The two biggest recent success stories in mixing road and MTB at the same time must be Tom Pidcock and Mathieu van der Poel, and their results did seem to raise a few eyebrows in the direction of showing that it was actually possible to do this well. That said, Pidcock has now also decided to follow the traditional path of taking a pure road focus or the foreseeable, and logic would say that if you want to be successful in three-week grand tours, it is essential to do so.

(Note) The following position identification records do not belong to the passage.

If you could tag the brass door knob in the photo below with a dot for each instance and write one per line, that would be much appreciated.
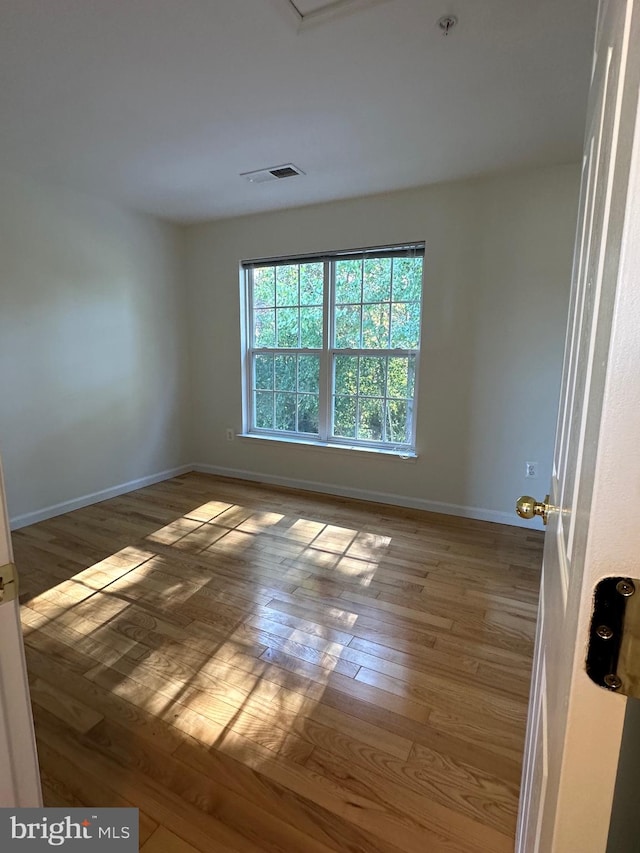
(528, 507)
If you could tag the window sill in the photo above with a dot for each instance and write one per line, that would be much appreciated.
(404, 455)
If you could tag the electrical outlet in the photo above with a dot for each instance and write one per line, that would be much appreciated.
(531, 470)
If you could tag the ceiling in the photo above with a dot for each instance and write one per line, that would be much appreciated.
(161, 104)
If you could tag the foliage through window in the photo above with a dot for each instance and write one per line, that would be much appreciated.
(333, 346)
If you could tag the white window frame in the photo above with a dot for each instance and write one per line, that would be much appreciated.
(327, 353)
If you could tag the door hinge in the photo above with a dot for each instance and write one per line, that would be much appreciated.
(8, 583)
(613, 655)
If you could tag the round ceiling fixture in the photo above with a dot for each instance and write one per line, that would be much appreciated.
(447, 23)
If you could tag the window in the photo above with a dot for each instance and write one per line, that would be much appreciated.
(333, 347)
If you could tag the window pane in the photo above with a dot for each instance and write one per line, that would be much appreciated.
(286, 372)
(311, 328)
(309, 373)
(348, 327)
(370, 421)
(398, 378)
(375, 326)
(412, 378)
(377, 280)
(264, 320)
(264, 371)
(346, 374)
(308, 413)
(344, 417)
(287, 285)
(348, 281)
(407, 279)
(405, 325)
(397, 421)
(287, 319)
(286, 412)
(264, 410)
(376, 308)
(311, 284)
(264, 292)
(372, 376)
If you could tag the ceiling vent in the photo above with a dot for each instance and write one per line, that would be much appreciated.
(274, 173)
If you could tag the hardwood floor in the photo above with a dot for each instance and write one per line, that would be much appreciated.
(260, 669)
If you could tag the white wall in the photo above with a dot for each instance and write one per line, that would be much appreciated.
(93, 374)
(497, 274)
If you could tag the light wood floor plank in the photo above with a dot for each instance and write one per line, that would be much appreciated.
(263, 669)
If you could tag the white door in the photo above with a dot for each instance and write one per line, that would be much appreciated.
(19, 773)
(575, 727)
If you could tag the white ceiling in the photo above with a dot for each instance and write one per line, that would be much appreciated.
(160, 104)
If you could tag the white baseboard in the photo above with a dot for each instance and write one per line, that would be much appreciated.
(46, 512)
(478, 513)
(376, 497)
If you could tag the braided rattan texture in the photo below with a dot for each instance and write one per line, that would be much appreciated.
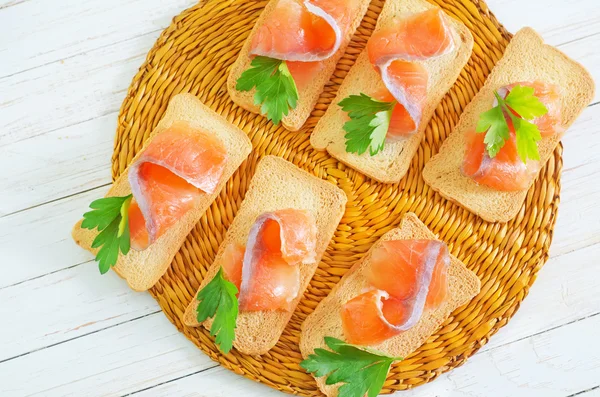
(194, 54)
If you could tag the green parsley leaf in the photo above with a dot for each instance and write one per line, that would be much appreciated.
(110, 216)
(368, 124)
(494, 123)
(218, 300)
(361, 370)
(276, 91)
(497, 133)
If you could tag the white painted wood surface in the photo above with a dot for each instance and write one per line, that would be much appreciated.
(64, 70)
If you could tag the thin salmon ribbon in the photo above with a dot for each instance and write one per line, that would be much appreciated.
(405, 277)
(267, 270)
(173, 172)
(506, 171)
(304, 33)
(395, 51)
(304, 30)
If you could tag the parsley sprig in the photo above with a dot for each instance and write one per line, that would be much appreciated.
(276, 91)
(495, 125)
(368, 124)
(109, 215)
(218, 300)
(361, 370)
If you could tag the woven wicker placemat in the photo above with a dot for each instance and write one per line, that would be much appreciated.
(193, 55)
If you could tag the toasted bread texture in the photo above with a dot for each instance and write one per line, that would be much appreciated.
(308, 95)
(277, 184)
(142, 269)
(326, 320)
(391, 164)
(526, 58)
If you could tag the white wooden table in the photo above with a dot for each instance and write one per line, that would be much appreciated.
(64, 71)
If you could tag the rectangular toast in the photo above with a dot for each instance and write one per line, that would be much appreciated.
(326, 320)
(277, 184)
(308, 95)
(142, 269)
(391, 164)
(526, 58)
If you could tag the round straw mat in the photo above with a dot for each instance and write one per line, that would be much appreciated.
(194, 54)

On the flip side, MVDP took something of a back seat with mountain bike racing this year, choosing to focus on an Olympic Road Race title bid, but has stated that he will now also be targeting MTB again in the future, in a bid to snare an MTB world title to add to his road, cyclocross and gravel titles from over the years. It also needs to be noted that MVDP is not a Grand Tour GC racer, which makes for a very different scenario to that of Pidcock. Naturally, we cannot but mention the XCO World Champion Puck Pieterse, who also took a stage victory in the women's Tour de France this year, and who is also looking to take the road rite of passage in the not-too-distant future.
Mixed feelings
From a career and financial point, road racing is still far more inviting for top-level riders, although the schedules and pressures of modern-day WorldTour road racing also go hand in hand with that. Let’s hope that that often-elusive middle ground of achieving success in multiple genres works out for the extremely gifted and brave few that attempt it – as it is great to watch and for the health and image of cycling in general.